Voyager Therapeutics (VYGR)
As millions of families worldwide can attest, watching a loved one suffer from a neurological disease is a painful journey. It can also be agonizingly frustrating as a once proud and independent person succumbs to physical and mental ailments.
Voyager Therapeutics (NASDAQ:VYGR) aims to put an end to this scourge, and I give them all my blessings. Utilizing a common, naturally occurring virus called adeno-associated virus (AAV) as a “treatment carrier,” VYGR scientists propose to target diseased cells for repair. A significant advantage for using AAVs is their long lifespans. A single dose could potentially lead to lifelong benefits.
The technology is very promising but VYGR is still relatively in the early phase. Naturally, Voyager’s financials aren’t the greatest, and its share price is volatile. However, if the company manages a breakthrough, we will witness a paradigm shift in how we approach ailments such as Parkinson’s disease.
Furthermore, gene therapy holds the key for solving a multitude of other diseases. VYGR is among a few high-growth stocks that could spark a medical revolution. Young investors should carefully watch this space.
Kinross Gold (KGC)
Although regular readers probably know my work involving cryptocurrencies and cannabis, I’m also a believer in gold. At the risk of sounding like some 2 a.m. infomercial — not that I know what those sound like — a healthy portfolio should include some physical precious metals, or at least SPDR Gold Shares (NYSEARCA:GLD).
But for those who want to take a little bit of risk, I’d look into Kinross Gold (NYSE:KGC). As with many other high-growth stocks in the gold sector, KGC has a shaky history. Primarily, Kinross made expensive acquisitions at or near the gold bubble earlier this decade. Investors subsequently punished KGC stock.
However, the industry buckled down into the new reality of deflated gold prices, and Kinross was no exception. But with shares taking a beating since August, I think the negativity is overplayed. For starters, KGC met its second-quarter 2018 earnings target and reiterated its year-long outlook. Moreover, the company has several mining projects that will go online over the next few years.
It’s not a perfect story, but young investors have the time to wait out KGC stock.
Mitsubishi Heavy Industries (MHVYF)
I’m going to close my list of high-growth stocks with another contrarian play, Mitsubishi Heavy Industries (OTCMKTS:MHVYF) a core company of the Mitsubishi Group.

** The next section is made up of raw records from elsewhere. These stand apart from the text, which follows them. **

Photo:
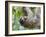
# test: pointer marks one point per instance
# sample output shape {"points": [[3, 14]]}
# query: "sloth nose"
{"points": [[21, 21]]}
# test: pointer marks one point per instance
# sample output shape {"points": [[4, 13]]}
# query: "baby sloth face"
{"points": [[26, 23]]}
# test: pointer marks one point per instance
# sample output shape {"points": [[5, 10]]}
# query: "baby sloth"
{"points": [[29, 21]]}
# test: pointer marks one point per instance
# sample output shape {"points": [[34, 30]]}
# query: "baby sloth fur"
{"points": [[30, 22]]}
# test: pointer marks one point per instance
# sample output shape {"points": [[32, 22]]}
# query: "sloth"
{"points": [[30, 21]]}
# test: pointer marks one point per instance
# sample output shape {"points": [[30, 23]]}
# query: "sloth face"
{"points": [[26, 23]]}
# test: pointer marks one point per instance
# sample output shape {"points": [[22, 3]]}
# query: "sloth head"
{"points": [[26, 23]]}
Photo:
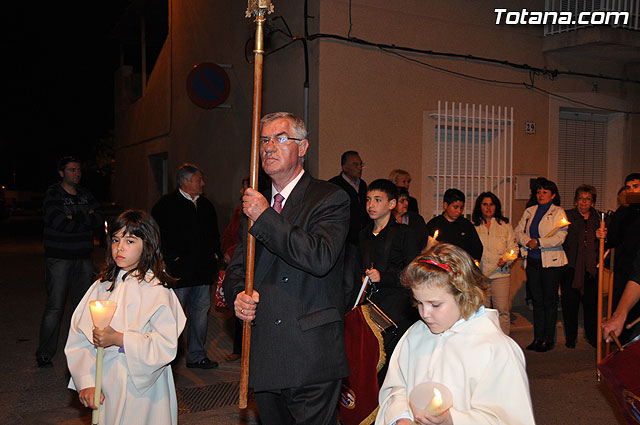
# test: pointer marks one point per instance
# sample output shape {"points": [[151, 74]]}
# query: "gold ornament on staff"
{"points": [[562, 223], [257, 9]]}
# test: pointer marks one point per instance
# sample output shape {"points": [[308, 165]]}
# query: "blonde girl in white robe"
{"points": [[142, 339], [458, 343]]}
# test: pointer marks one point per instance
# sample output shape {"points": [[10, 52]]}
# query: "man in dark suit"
{"points": [[191, 247], [351, 182], [298, 354]]}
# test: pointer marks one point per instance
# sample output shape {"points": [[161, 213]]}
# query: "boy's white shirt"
{"points": [[483, 368], [151, 320]]}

With most Asian investments focusing on Chinese companies, it’s easy to forget about Japan. However, I think this is a misstep that young investors should capitalize on, and MHVYF is ideal for this purpose.
Let’s pick the low-hanging fruit first. MHVYF is a renowned manufacturer of mining and industrial equipment. Although purely conjecture, Mitsubishi could play a significant role in Japan becoming a natural-resource exporter. According to CNBC, Japanese researchers found a “semi-infinite” amount of rare earth metals off Minamitorishima Island.

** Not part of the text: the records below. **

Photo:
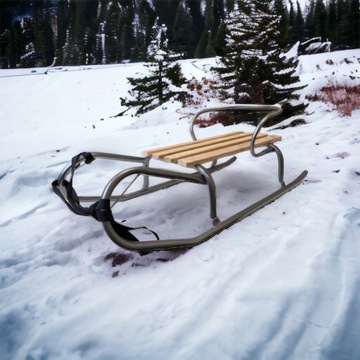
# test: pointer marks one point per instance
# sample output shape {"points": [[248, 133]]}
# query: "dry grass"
{"points": [[344, 98]]}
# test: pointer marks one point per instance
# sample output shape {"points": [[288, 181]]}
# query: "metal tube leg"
{"points": [[146, 177], [280, 158], [209, 181]]}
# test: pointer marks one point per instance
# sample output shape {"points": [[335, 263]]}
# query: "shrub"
{"points": [[344, 98]]}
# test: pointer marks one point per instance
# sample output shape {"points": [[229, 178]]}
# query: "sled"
{"points": [[200, 155]]}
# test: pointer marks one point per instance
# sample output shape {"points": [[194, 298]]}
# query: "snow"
{"points": [[282, 284]]}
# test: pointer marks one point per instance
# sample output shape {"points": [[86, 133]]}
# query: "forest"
{"points": [[78, 32]]}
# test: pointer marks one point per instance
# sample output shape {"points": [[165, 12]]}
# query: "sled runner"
{"points": [[199, 155]]}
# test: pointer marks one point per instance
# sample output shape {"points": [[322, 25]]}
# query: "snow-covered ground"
{"points": [[282, 284]]}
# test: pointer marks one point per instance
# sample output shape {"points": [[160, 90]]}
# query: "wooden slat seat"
{"points": [[197, 152]]}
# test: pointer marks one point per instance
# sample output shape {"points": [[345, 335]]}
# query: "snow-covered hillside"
{"points": [[282, 284]]}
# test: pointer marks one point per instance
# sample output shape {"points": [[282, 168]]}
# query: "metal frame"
{"points": [[202, 175]]}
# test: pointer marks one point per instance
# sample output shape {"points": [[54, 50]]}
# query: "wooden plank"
{"points": [[228, 151], [191, 144], [199, 147], [205, 148]]}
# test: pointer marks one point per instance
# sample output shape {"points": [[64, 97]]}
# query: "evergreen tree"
{"points": [[281, 9], [164, 79], [183, 32], [254, 69]]}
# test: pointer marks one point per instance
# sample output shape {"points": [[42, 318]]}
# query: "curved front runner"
{"points": [[170, 244]]}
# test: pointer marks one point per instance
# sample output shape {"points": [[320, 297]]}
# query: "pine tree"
{"points": [[183, 32], [164, 79], [254, 69]]}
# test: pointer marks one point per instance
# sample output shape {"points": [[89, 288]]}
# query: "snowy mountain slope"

Before you get too excited, the critical metals were discovered in the deep-sea bed, so currently, it’s not economically feasible to extract them. However, where there’s a will there’s a way, and Mitsubishi could play a significant role. If so, this could launch MHVYF.

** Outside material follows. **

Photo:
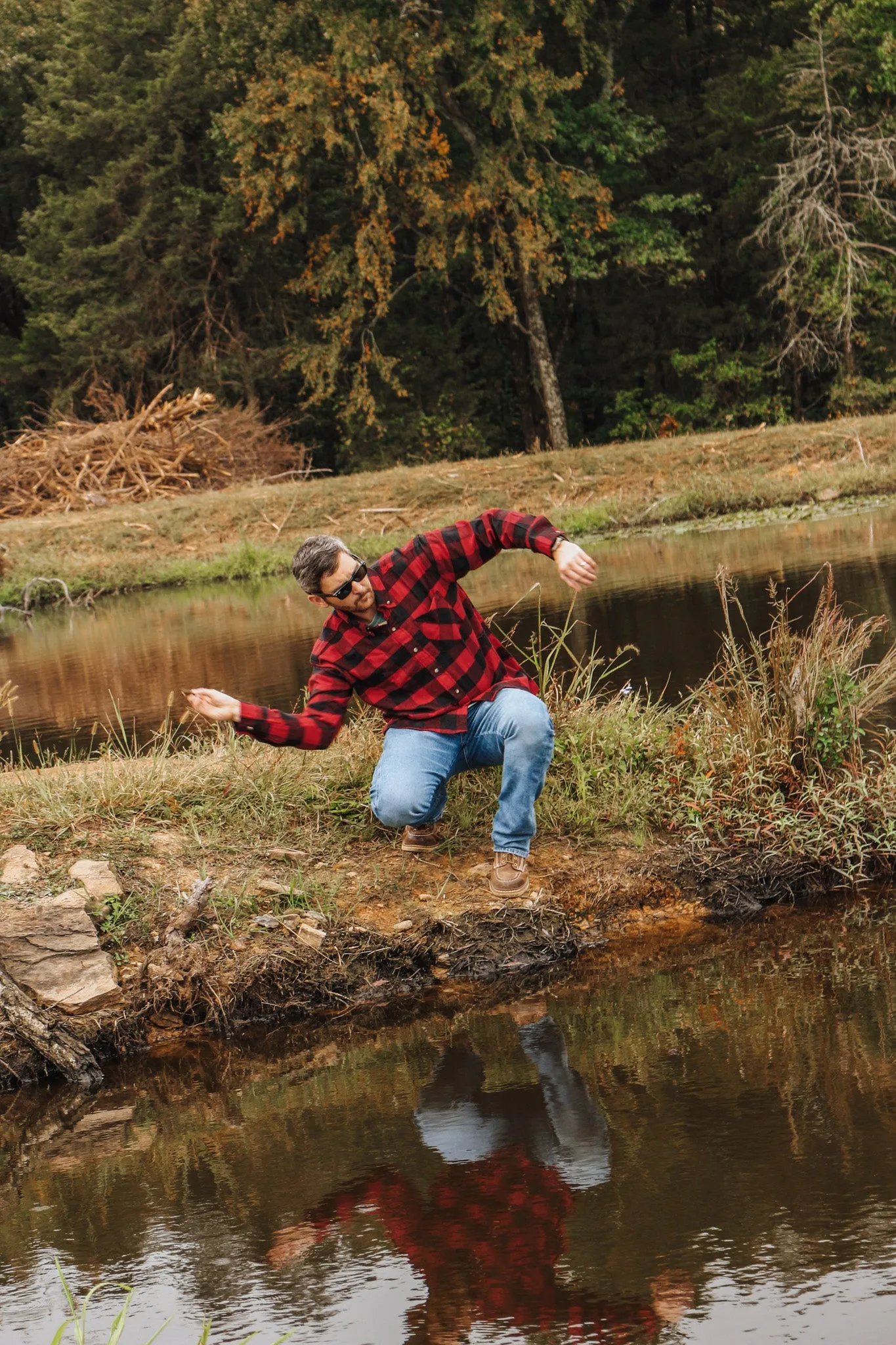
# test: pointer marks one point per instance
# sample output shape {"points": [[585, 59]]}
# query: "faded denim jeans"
{"points": [[513, 731]]}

Another trend working in Mitsubishi’s favor is military conflict. With unpredictable North Korea mere miles away, Japan needs to beef up its defenses. I’m not talking about another war, but rather, a show of force to dissuade enemy attacks and provocations. Mitsubishi is one of Japan’s major military contractors, and all geopolitical events point towards a rising MHVYF share price.
As of this writing, Josh Enomoto is long gold bullion.